В одном углу на чем-то вроде добавочной скатерти лежали отборные бананы в яркой глянцевитой кожуре, спелые красные «ави», гуавы, чья бордовая мякоть просвечивала сквозь прозрачную кожицу, создавая впечатление как бы трепетного румянца; были там и апельсины, окрашенные местами в темно-коричневый цвет, и большие чудесные дыни, покачивавшиеся от своей тучности. Какая груда! Все румяные, зрелые и круглые — брызжущие животворной силой тропической почвы, на которой они выросли!

— Страна фруктов! — воскликнул в восторге доктор и урвал кусочек плода, особенно любимого джентльменами сангвинического темперамента, иначе говоря, приложился к спелым вишневым губкам мисс Рожденной Днем, которая стояла рядом и наблюдала за происходившим.

Мархарваи рассадил гостей по местам, и обед начался. Решив поблагодарить за любезный прием, я встал и выпил за его здоровье растительного вина, то есть кокосовое молоко, произнеся при этом обычный тост: «Ваше здоровье, приятель». Наш хозяин понял, что ему оказана какая-то честь, принятая среди белых, и, улыбнувшись, вежливым взмахом руки попросил меня сесть.

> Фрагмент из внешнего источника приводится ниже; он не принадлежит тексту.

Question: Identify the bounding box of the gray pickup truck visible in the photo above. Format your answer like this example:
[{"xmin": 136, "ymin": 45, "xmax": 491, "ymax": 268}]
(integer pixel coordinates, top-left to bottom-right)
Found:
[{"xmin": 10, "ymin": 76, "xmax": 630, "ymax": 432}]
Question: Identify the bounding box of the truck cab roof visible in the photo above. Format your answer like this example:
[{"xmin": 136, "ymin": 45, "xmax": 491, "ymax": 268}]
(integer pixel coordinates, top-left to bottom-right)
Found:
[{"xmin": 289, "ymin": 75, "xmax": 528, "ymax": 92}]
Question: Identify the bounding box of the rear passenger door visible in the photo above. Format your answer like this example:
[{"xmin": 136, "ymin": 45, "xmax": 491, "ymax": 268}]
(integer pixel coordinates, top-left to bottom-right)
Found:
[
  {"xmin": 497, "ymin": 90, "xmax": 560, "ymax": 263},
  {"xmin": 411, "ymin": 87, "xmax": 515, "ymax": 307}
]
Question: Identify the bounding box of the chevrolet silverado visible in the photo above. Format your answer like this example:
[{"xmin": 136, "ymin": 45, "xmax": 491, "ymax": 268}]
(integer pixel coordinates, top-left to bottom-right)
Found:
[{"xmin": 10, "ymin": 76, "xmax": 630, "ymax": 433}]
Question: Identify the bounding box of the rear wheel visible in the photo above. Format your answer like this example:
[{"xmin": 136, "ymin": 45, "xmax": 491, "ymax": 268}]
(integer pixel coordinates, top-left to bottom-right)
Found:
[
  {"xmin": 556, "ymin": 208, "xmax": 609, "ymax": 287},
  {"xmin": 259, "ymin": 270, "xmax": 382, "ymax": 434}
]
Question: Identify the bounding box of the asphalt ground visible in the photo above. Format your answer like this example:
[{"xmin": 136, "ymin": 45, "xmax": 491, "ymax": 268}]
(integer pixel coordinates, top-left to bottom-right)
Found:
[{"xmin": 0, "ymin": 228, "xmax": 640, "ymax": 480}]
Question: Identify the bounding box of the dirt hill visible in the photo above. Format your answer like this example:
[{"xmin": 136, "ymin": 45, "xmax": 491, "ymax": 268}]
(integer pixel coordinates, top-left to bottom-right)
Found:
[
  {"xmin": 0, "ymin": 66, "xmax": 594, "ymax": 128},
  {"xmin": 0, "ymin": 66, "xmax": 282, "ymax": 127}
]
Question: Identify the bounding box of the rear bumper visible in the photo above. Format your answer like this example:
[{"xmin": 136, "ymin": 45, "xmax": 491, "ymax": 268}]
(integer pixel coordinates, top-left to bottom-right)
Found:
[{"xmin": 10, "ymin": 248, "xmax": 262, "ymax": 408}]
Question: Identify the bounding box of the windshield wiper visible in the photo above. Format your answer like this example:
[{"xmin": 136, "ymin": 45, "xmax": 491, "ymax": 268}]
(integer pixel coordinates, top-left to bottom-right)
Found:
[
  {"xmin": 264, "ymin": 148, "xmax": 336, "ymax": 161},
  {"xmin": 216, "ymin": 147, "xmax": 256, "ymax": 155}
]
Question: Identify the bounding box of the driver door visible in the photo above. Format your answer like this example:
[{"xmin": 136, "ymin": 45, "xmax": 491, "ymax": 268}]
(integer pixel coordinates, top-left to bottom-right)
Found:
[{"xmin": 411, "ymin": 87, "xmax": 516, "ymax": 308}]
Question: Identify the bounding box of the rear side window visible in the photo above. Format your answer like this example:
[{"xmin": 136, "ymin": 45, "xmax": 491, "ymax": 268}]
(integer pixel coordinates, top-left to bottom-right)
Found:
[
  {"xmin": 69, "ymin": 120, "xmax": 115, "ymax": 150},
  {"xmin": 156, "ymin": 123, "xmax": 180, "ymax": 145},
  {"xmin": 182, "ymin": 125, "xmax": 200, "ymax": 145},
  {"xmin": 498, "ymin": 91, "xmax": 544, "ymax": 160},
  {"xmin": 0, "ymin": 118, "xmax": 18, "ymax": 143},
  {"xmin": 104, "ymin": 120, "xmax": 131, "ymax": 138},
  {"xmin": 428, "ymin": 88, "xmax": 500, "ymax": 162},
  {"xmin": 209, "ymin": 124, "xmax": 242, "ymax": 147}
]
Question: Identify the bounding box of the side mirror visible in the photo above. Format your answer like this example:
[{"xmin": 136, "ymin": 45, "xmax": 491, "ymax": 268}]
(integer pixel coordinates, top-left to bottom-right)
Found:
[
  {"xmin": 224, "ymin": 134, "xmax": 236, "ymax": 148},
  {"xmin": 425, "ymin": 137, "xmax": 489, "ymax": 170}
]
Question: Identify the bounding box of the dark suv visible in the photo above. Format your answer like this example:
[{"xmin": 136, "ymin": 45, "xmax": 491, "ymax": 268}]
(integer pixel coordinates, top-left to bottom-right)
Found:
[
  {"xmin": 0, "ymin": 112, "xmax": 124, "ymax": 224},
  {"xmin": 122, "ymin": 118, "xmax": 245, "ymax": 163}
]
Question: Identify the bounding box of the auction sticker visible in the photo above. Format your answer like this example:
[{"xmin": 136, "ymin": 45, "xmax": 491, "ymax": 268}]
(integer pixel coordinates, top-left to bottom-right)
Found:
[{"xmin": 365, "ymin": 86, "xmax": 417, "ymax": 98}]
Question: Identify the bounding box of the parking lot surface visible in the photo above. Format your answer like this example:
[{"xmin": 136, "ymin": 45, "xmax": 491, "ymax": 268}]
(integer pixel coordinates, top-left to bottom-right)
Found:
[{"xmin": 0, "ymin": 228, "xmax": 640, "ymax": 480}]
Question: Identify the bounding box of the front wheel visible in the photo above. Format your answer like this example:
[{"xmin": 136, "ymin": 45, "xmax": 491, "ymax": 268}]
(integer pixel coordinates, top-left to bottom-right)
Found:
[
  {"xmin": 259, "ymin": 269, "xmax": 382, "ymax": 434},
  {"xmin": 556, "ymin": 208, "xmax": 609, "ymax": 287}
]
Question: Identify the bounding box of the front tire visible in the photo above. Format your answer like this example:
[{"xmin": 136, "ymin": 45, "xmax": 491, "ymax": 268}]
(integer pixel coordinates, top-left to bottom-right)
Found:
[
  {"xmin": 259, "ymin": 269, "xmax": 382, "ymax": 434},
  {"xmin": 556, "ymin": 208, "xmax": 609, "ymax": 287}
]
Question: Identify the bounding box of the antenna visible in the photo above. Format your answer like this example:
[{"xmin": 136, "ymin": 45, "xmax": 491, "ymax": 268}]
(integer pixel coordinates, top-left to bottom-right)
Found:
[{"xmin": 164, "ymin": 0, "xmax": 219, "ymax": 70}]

Вряд ли есть на свете люди, как бы ни были они хорошо воспитаны, которые обладали бы такими непринужденными и утонченными манерами, как жители Эймео.

Доктор, сидевший рядом с хозяином, пользовался его особым вниманием. Положив перед гостем пакетик с рыбой, Мархарваи развернул его и принялся усиленно потчевать. Но мой товарищ был из тех, кто во время пиршеств умеет сам о себе позаботиться. Он съел бесчисленное количество «пехи ли ли» (маленьких рыбок), два плода хлебного дерева (свой и предназначенный соседу) и отведывал все кушанья с непринужденностью человека, привыкшего бывать на званых обедах.

— Поль, — сказал он, наконец, — вы, кажется, плохо стараетесь; почему бы вам не попробовать этого соуса из перца? — И чтобы показать пример, он обмакнул кусок в морскую воду.

Я послушался его совета и нашел, что получается довольно пикантно, хотя и несколько горько — в общем прекрасная замена соли. Жители Эймео неизменно употребляют морскую воду за едой и считают ее хорошим угощением; принимая во внимание, что их остров окружен целым океаном соуса, такую роскошь нельзя признать слишком разорительной.